- Born: 13 October 2003 Nablus, West Bank
- Died: 9 August 2022 (aged 18)
- Organization(s): Al-Aqsa Martyrs' Brigades Palestinian Islamic Jihad Nablus Brigade Lions' Den

= Ibrahim al-Nabulsi =

Palestinian militant (2003–2022)

Ibrahim al-Nabulsi (13 October 2003 - 9 August 2022) was a Palestinian militant who co-founded both the Nablus Brigade and Lions' Den militias. Nicknamed the "lion of Nablus", al-Nabulsi had gained prominence on social media for his participation in armed actions against Israeli soldiers and civilians in the West Bank. Despite evading arrest for several months, al-Nabulsi was eventually tracked down to a building in central Nablus on 9 August 2022, where he was killed in a shootout against Israeli forces.
== Early life ==
Ibrahim al-Nabulsi was born on 13 October 2003, during the Second Intifada. Ibrahim's father, Alaa al-Nabulsi was an officer in the Palestinian National Security Forces. Like many young Palestinians in the West Bank, Ibrahim al-Nabulsi was critical of the Palestinian Authority.

== Militant activity ==
While al-Nabulsi has been reported in the media as being a member of the Al-Aqsa Martyrs' Brigades, he claimed to belong to no specific group and claimed allegiance to all Palestinian militant groups. Furthermore, al-Nabulsi was associated with the Palestinian Islamic Jihad's armed wing, the al-Quds Brigades.
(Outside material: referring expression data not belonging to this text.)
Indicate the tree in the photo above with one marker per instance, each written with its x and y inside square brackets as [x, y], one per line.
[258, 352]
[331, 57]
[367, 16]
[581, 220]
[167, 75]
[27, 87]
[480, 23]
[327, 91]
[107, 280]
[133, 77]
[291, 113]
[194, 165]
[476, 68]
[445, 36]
On 9 February 2022, al-Nabulsi and several other militants were targeted for assassination by undercover Israeli forces. While al-Nabulsi and several others were in a car, a taxi containing undercover personnel from the Yamam unit opened fire on their car, resulting in the deaths of three militants. However, al-Nabulsi escaped, and subsequently, was wanted by the Israeli security forces.

Following this encounter, al-Nabulsi's became a local celebrity in Nablus. Furthermore, al-Nabulsi gained a following on TikTok, with his posts reaching hundreds of thousands of people. Despite being wanted, al-Nabulsi was often seen walking around in Nablus, where locals often filmed him and asked for selfies. Al-Nabulsi was described as being kind and genuine during his interactions with the residents of Nablus.

In June of 2022 Ibrahim al-Nablusi was involved in a terrorist attack against Israeli religious tourists travelling to Josephs Tomb and their IDF escorts, two civilians and one soldier were wounded.

== Death ==
Following 6 months on the run, al-Nabulsi was tracked down to a residential building in the Old City of Nablus during the early hours of 9 August 2022. Israeli forces surrounded the building while al-Nablusi and two other militants 32-year-old Islam Sabbouh and 16-year-old Hussein Jamal Taha responded by barricading themselves within the building and firing on the soldiers. Israeli forces began assaulted the building Palestinian civilians rioted and attacked the soldiers to which the Israeli soldiers responded with riot-dispersal tool and live fire. While under siege, al-Nabulsi recorded an audio message, in which he stated:Take care of the homeland. I am surrounded now but I will fight until I become a martyr. I love my mother. Don’t abandon the gun.During the gunfight, which lasted for several hours, Sabbouh and Taha were killed, while al-Nabulsi was wounded by a gunshot to the neck. al-Nabulsi managed to escape the building, and was carried to Rafidia Hospital on a stretcher. Hundreds of Palestinians surrounded the hospital, where al-Nabulsi died an hour after arriving. A funeral procession took place later that day, which was attended by over 10,000 Palestinians.